View MaxFrame jobs with Logview#

Logview is a tool that records and displays the execution status of MaxCompute jobs. It has been adapted for MaxFrame. This page describes how to use Logview to inspect MaxFrame job execution information.

Overview#

Logview has been adapted for MaxFrame and supports the following capabilities:

  • View execution records and elapsed time of all DAGs submitted from a MaxFrame session.

  • Interactively view the execution order, runtime, operator topology, and status relations of every Sub DAG inside a DAG.

  • View the configuration, runtime status, memory and CPU resource usage of each sub-instance.

For general information about Logview, refer to Use Logview 2.0 to view job information. This page focuses on viewing MaxFrame job information.

MaxFrame Logview entrance#

After you create a session with session = new_session(...), the system automatically generates a URL that starts with https://logview.aliyun.com/logview.

  • When you submit MaxFrame jobs from DataWorks, click the URL directly to open the MaxFrame Logview UI.

  • When you submit MaxFrame jobs from a local environment, call session.get_logview_address() to print the URL, then copy it into your browser.

The MaxFrame Logview UI looks as follows:

MaxFrame Logview overview UI

Number

Area

Title and feature area. See Title and feature area.

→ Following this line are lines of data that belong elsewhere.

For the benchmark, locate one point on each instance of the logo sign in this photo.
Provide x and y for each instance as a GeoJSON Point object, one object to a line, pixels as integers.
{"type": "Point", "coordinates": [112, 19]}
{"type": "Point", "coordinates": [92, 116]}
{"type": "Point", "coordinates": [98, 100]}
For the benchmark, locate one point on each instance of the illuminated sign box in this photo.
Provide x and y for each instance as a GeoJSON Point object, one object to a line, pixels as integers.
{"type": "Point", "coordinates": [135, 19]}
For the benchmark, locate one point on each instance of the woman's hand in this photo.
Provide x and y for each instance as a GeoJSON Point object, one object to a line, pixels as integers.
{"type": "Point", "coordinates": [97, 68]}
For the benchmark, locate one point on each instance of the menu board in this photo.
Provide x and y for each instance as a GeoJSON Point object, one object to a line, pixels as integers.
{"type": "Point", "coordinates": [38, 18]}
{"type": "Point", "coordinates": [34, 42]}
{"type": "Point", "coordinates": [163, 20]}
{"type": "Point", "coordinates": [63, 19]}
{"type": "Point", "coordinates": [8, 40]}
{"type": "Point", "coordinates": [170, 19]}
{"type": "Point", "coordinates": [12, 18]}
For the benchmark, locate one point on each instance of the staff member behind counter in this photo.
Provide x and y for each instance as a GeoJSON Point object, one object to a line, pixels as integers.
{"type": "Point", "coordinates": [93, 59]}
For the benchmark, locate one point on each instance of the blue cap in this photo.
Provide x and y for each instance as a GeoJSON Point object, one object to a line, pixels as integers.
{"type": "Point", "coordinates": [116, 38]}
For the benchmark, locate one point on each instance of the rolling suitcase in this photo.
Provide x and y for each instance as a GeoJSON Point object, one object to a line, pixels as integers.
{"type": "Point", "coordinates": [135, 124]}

Basic Info. See Basic Info.

DAG list. See DAG list.

Title and feature area#

The title and feature area shows the unique job ID generated when you submit the job, plus the custom job name. The following operations are also available.

Icon

Function

Copy URL icon

Get the MaxFrame Logview URL.

Save details icon

Save the job details file to the local device.

Stop process icon

Stop the current job process.

Open local Logview_detail.txt icon

Open the locally saved Logview_detail.txt file.

Job list icon

Open the job list to view jobs under the specified project.

Auto refresh toggle

Enable or disable auto refresh. When enabled, the page refreshes every 10 seconds.

DAG list#

The DAG list is sorted by the order in which execute() was called, in descending order. The most recently submitted job appears first. The columns are described below.

Column

Description

Id

DAG ID. A unique identifier generated for every execute() call.

Detail

Click the icon to view the corresponding Sub DAG details.

Start Time

Time when the DAG was submitted.

End Time

Time when the DAG completed. Empty if the DAG is still running.

Duration

DAG runtime, calculated from Start Time to End Time (or to the current time if still running).

Status

Job status. See Status values below.

Description

Description of the DAG.

Status values

  • Preparing: The DAG is being parsed and has not started execution.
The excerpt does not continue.